As per Storyboard18, the agency carried out searches at the office of the gaming platform as well as premises linked to Dream11 cofounder Bhavit Shah. The operation was undertaken under anti-money laundering laws.
Last reported, the searches were still underway to seize documents, digital evidence and financial records to ascertain the extent of Dream11’s involvement and Sheth’s financial exposure in the alleged money laundering network.
If reports are to be believed, the ED is probing suspected financial links between Jai Corp, Sheth and the gaming company’s parent Dream Sports. Agency sleuths are reportedly probing whether the misappropriated funds in the Jai Corp case were routed through entities like technology and sports gaming platforms.
Officials reportedly said that the searches, which spanned 30 cities including Mumbai, Bengaluru, Nashik and Raipur, covered locations linked to industrialist Anand Jaikumar Jain, a director of Jai Corp Limited, the company’s sister concerns, and associated business entities.
At the heart of the matter is the first information report (FIR) registered by the Central Bureau of Investigation (CBI) against Anand Jain, Jai Corp Limited and others. This came as the Bombay High Court (HC), in February this year, ordered the CBI to constitute a special investigation team (SIT) to conduct a comprehensive probe into allegations of financial irregularities at the company.
The HC’s directions came in response to a plea, which reportedly alleged misuse of public funds, round-tripping of money through shell companies in tax havens and creation of fictitious invoices to syphon off funds.
In its FIR, the agency has reportedly alleged that Jai Corp Ltd. syphoned off funds raised from financial institutions and investors, which led to a loss of INR 2,434 Cr to certain entities. The ED is now tracing the money trail to ascertain the proceeds of crime and determine whether these funds were misappropriated.
With this, Dream11 has become the latest RMG platform that the ED has clamped down on in the past month.
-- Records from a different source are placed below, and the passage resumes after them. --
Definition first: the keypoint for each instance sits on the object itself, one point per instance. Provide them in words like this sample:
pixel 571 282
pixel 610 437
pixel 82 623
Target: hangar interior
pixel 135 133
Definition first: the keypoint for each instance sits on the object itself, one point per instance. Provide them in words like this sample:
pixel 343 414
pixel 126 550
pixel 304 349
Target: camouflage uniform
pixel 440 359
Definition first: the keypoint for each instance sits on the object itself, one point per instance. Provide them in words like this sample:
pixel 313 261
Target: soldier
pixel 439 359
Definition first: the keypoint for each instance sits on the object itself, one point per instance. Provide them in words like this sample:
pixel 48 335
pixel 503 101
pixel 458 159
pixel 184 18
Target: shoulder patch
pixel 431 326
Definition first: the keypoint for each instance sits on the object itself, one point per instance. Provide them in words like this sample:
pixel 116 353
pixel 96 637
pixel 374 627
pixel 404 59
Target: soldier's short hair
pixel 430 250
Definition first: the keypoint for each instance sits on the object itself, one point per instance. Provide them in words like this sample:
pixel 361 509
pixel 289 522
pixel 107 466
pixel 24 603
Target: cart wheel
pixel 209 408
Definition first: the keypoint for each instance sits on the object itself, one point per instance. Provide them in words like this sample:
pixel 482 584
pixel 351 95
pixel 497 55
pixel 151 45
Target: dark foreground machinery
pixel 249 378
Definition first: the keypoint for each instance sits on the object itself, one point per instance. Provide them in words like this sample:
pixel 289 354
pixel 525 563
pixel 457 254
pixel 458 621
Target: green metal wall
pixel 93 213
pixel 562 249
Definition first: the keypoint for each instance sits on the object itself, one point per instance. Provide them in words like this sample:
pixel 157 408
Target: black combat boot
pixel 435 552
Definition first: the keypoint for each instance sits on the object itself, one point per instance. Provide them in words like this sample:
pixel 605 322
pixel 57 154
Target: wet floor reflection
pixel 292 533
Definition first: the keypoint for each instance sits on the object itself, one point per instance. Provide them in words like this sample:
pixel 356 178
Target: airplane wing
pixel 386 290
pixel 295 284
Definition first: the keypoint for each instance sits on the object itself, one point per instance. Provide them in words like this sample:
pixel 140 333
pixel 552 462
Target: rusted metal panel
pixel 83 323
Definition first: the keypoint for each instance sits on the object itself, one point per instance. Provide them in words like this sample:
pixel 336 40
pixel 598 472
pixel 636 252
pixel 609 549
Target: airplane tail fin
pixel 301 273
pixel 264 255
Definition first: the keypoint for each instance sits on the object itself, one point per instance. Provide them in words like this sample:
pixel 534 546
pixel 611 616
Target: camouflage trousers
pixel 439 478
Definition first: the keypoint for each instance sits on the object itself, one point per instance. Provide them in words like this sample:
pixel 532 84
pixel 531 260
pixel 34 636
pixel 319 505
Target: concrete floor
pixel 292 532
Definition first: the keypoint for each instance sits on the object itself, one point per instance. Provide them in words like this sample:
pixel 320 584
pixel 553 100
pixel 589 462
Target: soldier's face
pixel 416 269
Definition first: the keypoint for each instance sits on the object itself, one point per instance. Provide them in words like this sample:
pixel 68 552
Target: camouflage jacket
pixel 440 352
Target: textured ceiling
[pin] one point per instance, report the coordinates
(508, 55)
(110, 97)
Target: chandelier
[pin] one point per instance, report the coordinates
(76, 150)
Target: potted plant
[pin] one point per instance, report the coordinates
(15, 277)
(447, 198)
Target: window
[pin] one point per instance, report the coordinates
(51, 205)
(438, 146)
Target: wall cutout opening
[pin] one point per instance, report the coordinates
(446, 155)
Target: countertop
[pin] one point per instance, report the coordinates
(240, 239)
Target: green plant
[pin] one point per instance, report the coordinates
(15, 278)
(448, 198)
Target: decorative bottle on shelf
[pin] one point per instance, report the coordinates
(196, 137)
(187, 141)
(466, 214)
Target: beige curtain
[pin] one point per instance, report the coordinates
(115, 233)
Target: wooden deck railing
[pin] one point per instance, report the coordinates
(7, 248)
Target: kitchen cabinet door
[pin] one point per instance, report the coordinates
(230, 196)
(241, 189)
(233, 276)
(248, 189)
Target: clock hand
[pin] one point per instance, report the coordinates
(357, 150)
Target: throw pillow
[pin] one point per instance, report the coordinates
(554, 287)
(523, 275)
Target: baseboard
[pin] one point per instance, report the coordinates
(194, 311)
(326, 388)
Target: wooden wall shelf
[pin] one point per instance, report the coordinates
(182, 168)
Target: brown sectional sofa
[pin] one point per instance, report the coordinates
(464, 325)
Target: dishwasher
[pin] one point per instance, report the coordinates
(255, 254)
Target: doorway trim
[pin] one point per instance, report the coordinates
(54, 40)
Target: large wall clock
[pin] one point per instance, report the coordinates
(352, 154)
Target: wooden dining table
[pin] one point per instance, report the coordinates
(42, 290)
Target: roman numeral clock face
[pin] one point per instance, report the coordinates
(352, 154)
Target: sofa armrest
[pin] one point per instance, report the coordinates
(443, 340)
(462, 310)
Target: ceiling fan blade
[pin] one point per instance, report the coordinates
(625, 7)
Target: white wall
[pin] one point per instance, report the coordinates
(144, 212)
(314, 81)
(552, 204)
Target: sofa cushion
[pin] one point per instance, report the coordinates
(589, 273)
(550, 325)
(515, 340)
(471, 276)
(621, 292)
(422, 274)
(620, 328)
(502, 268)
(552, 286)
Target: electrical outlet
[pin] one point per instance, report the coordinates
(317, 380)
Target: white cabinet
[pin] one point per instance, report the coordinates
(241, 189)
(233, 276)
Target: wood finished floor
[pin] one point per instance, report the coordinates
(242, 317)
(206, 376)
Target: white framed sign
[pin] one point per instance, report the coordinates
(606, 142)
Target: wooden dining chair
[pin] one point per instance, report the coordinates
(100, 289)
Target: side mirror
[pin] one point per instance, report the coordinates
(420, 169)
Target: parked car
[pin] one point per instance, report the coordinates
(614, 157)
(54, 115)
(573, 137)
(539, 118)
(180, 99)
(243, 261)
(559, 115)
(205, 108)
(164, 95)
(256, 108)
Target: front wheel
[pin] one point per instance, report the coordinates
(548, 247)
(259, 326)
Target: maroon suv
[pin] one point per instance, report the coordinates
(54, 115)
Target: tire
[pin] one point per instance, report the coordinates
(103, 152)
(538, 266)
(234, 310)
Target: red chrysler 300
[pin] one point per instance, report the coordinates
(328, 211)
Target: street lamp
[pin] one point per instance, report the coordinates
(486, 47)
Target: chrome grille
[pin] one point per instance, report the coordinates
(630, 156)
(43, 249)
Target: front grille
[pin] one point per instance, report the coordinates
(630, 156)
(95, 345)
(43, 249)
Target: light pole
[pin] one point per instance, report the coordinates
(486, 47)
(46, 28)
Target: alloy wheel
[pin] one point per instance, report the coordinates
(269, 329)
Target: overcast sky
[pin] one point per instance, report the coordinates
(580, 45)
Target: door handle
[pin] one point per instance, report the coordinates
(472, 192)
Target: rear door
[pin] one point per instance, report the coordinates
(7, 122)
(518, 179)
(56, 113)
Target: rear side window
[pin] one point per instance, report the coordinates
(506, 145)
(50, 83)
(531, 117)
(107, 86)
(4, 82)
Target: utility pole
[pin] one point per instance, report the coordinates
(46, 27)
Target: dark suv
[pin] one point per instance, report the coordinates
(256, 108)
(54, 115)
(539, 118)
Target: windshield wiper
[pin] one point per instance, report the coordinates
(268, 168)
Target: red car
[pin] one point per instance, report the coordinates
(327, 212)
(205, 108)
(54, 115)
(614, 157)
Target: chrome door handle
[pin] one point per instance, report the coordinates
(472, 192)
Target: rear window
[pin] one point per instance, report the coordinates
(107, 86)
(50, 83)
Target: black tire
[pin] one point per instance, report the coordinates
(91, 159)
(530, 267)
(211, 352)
In November, the agency’s Bengaluru unit carried out searches across Delhi and Gurugram in a money-laundering case linked to WinZO Games.
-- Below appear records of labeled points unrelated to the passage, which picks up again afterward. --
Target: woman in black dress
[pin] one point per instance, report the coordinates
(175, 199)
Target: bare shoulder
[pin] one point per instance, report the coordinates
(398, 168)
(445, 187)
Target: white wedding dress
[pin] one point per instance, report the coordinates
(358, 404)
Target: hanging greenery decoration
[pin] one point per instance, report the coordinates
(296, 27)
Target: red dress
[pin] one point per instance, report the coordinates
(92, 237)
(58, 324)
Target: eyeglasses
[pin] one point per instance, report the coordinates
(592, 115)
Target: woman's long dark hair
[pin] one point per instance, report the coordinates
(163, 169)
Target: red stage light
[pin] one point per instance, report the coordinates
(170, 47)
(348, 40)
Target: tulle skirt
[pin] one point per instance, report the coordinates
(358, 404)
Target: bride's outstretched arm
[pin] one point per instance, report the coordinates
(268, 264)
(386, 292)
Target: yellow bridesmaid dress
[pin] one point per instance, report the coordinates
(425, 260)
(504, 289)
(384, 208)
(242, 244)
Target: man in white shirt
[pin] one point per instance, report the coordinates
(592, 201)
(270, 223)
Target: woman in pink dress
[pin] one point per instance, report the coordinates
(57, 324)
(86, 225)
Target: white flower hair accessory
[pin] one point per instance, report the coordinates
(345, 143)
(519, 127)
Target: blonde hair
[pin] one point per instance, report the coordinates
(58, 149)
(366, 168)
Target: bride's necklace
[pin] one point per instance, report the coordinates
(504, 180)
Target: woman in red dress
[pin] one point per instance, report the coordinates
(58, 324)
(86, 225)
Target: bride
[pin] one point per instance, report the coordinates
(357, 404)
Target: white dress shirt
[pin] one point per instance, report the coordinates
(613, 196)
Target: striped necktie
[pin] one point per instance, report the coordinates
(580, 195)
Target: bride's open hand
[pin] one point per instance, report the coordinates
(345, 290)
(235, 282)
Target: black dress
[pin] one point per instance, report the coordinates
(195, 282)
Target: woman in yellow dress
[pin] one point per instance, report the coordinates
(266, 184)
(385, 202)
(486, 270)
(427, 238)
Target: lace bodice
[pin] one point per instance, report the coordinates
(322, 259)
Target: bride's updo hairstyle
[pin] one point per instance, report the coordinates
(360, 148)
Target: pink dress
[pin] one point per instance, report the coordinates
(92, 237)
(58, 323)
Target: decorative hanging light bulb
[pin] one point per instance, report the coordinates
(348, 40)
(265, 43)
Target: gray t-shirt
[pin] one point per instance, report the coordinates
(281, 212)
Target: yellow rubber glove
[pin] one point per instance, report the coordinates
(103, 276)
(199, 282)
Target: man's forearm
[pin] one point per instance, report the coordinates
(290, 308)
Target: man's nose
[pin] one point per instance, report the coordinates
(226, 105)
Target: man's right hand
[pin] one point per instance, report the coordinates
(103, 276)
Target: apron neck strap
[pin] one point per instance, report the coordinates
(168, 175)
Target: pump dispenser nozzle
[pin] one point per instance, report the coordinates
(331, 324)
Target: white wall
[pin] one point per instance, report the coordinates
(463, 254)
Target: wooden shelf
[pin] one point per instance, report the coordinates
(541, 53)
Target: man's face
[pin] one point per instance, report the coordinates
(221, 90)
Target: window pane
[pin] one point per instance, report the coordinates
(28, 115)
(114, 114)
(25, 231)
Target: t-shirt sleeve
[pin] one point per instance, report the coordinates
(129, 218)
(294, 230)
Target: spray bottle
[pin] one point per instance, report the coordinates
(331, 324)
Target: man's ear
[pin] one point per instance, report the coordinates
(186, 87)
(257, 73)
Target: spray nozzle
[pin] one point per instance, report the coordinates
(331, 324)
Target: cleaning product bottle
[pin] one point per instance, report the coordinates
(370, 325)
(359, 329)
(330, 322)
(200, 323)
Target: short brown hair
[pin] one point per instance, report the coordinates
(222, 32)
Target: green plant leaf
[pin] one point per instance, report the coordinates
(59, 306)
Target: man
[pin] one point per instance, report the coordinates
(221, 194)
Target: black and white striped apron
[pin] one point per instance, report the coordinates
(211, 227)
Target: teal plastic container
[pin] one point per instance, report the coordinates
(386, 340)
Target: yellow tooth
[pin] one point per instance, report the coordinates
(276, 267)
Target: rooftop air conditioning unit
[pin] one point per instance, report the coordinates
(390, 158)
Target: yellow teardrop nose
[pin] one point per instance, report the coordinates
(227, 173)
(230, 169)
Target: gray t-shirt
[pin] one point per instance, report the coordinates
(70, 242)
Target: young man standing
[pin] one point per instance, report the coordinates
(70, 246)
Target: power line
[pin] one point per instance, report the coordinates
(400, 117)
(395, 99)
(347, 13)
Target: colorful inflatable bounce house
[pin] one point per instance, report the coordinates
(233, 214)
Thereafter, the directorate froze about INR 505 Cr in bank balances, bonds, FDs and mutual funds linked to the company under the Prevention of Money Laundering Act (PMLA). As per ED, the company allegedly misused KYC documents, blocked user accounts, deployed bots, limited customer withdrawals and parked funds overseas.
WinZO is also in dock for purportedly running real-money games in countries like the US, Brazil and Germany using its Indian platform despite a ban on online RMG in the country post August 2025. The aftermath also saw the agency arresting the gaming giant’s two cofounders, Saumya Singh Rathore and Paavan Nanda, under the PMLA.
On top of this, the ED also searched offices and residences linked to Pocket52 parent Nirdesa Networks and Gameskraft last month over allegations related to money laundering and manipulated game outcomes.
This follows the Centre banning all forms of real money gaming in the country in August this year. Following this, the real money gaming sector saw widespread layoffs and shutdowns. Many even pivoted to new business models to create alternate streams of revenues.